Interfacial Phase Modulation-Induced Structural Distortion, Band Gap Reduction, And Nonlinear Optical Activity In Tin-Incorporated Ga2o3

We report the structural chemistry and optical properties of tin (Sn)-mixed gallium oxide (Ga2O3) compounds, where the interfacial phase modulationinduced structural distortion in turn induces variations in the band gap and nonlinear optical activity. The Sn incorporation into Ga2O3 causes significant reduction in the band gap and induces nonlinear optical activity upon chemical composition tuning.
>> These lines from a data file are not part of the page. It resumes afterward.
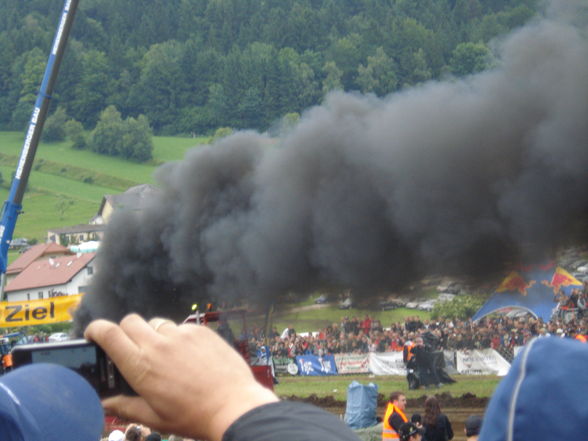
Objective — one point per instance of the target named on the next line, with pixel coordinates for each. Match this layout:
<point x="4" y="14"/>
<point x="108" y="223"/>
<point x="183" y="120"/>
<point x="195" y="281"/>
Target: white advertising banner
<point x="386" y="363"/>
<point x="352" y="363"/>
<point x="481" y="362"/>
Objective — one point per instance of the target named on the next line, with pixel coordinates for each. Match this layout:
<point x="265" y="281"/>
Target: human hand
<point x="189" y="380"/>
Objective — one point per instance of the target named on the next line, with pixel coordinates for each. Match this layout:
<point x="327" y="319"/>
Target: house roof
<point x="80" y="228"/>
<point x="33" y="253"/>
<point x="49" y="272"/>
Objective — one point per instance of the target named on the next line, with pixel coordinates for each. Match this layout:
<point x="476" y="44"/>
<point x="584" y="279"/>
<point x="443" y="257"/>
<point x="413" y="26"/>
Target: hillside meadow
<point x="66" y="186"/>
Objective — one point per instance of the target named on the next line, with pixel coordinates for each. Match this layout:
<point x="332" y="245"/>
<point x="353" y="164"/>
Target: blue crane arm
<point x="13" y="206"/>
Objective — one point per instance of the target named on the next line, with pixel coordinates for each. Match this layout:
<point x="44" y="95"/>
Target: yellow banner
<point x="38" y="312"/>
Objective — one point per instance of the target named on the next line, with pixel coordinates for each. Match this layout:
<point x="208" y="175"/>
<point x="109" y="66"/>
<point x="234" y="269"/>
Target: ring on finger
<point x="161" y="323"/>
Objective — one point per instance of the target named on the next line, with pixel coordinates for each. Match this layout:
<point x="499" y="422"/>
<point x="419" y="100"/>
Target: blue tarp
<point x="362" y="404"/>
<point x="531" y="288"/>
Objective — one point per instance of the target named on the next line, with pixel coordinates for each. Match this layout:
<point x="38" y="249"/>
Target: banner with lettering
<point x="281" y="365"/>
<point x="38" y="312"/>
<point x="352" y="363"/>
<point x="481" y="362"/>
<point x="314" y="365"/>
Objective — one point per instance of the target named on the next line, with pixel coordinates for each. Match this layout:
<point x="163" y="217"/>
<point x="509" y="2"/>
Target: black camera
<point x="84" y="357"/>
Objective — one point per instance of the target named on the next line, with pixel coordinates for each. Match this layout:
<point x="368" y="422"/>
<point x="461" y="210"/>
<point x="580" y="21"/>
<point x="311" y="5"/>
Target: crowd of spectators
<point x="363" y="335"/>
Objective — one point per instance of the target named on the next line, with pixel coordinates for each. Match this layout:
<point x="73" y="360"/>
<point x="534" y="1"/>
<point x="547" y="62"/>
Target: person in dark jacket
<point x="436" y="424"/>
<point x="172" y="367"/>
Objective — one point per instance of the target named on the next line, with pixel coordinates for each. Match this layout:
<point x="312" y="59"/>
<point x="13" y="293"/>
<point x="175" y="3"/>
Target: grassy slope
<point x="336" y="386"/>
<point x="58" y="175"/>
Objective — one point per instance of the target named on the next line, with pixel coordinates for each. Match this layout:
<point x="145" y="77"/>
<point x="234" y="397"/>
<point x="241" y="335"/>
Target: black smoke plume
<point x="369" y="194"/>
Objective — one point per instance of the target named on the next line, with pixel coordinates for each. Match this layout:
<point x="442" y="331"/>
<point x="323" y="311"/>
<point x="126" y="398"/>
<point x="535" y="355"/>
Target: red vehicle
<point x="219" y="321"/>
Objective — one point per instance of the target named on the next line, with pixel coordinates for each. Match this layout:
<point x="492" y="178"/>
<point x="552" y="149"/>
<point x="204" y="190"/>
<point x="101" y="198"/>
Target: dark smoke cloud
<point x="367" y="193"/>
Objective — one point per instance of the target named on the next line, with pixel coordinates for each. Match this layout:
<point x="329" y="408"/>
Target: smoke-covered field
<point x="368" y="194"/>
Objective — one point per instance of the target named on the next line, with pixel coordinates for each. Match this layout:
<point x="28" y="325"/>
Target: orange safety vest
<point x="7" y="360"/>
<point x="388" y="431"/>
<point x="409" y="353"/>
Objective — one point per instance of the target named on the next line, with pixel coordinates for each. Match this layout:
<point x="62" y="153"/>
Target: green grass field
<point x="66" y="186"/>
<point x="336" y="386"/>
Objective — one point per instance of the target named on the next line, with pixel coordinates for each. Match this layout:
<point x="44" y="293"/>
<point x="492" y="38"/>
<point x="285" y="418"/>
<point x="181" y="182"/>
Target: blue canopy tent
<point x="530" y="288"/>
Detailed investigation performed on the structural chemistry, phase stabilization, surface morphology, and optical and electrochemical properties of Sn-mixed Ga2O3 compounds (Ga2-2xSnxO3, 0.00 <= x <= 0.3, Ga-Sn-O) indicates that the Sn-incorporation-induced effects are significant. To produce Ga-Sn-O materials of high structural and chemical quality, we adopted a simple solid-state chemical reaction route involving first calcining and then sintering the material at higher temperatures. Structural chemistry analyses of sintered Ga-Sn-O compounds by X-ray diffraction (XRD) showed solid solution formation at lower Sn concentrations (x <= 0.10). The XRD analyses indicate the SnO2 secondary phase formation at higher (x > 0.10) Sn concentrations. Surface morphology analysis using scanning electron microscopy (SEM) also showed a positive relationship between phase separation and Sn concentration. Optical absorption spectra showed a substantial redshift in the band gap (E-g), which would allow Ga-Sn-O compounds to have wide spectral selectivity. At higher Sn concentrations (x = 0.25-0.30), corroborating with structural/chemical analyses, an additional lower-energy sub-band transition that explicitly corresponds to SnO2 appears in the optical absorption data. Importantly, the evidence of nonlinear optical activity in Ga-Sn-O, which is otherwise not traditionally known for such an activity, as well as dipolar- and quadrupolar-shaped dependence of activity with the polarization angle of the excitation source was detected. At higher concentrations (x >= 0.15), Sn was found to be insoluble, which can be attributed to Ga2O3 and SnO2 possessing different formation enthalpies and cation (Ga3+ and Sn4+) chemistries. The fundamental scientific understanding of the interdependence of synthetic conditions, structure, chemistry, and optical and electrochemical properties could be useful to optimize Ga-Sn-O inorganic compounds for optical, optoelectronic, and photocatalytic device applications.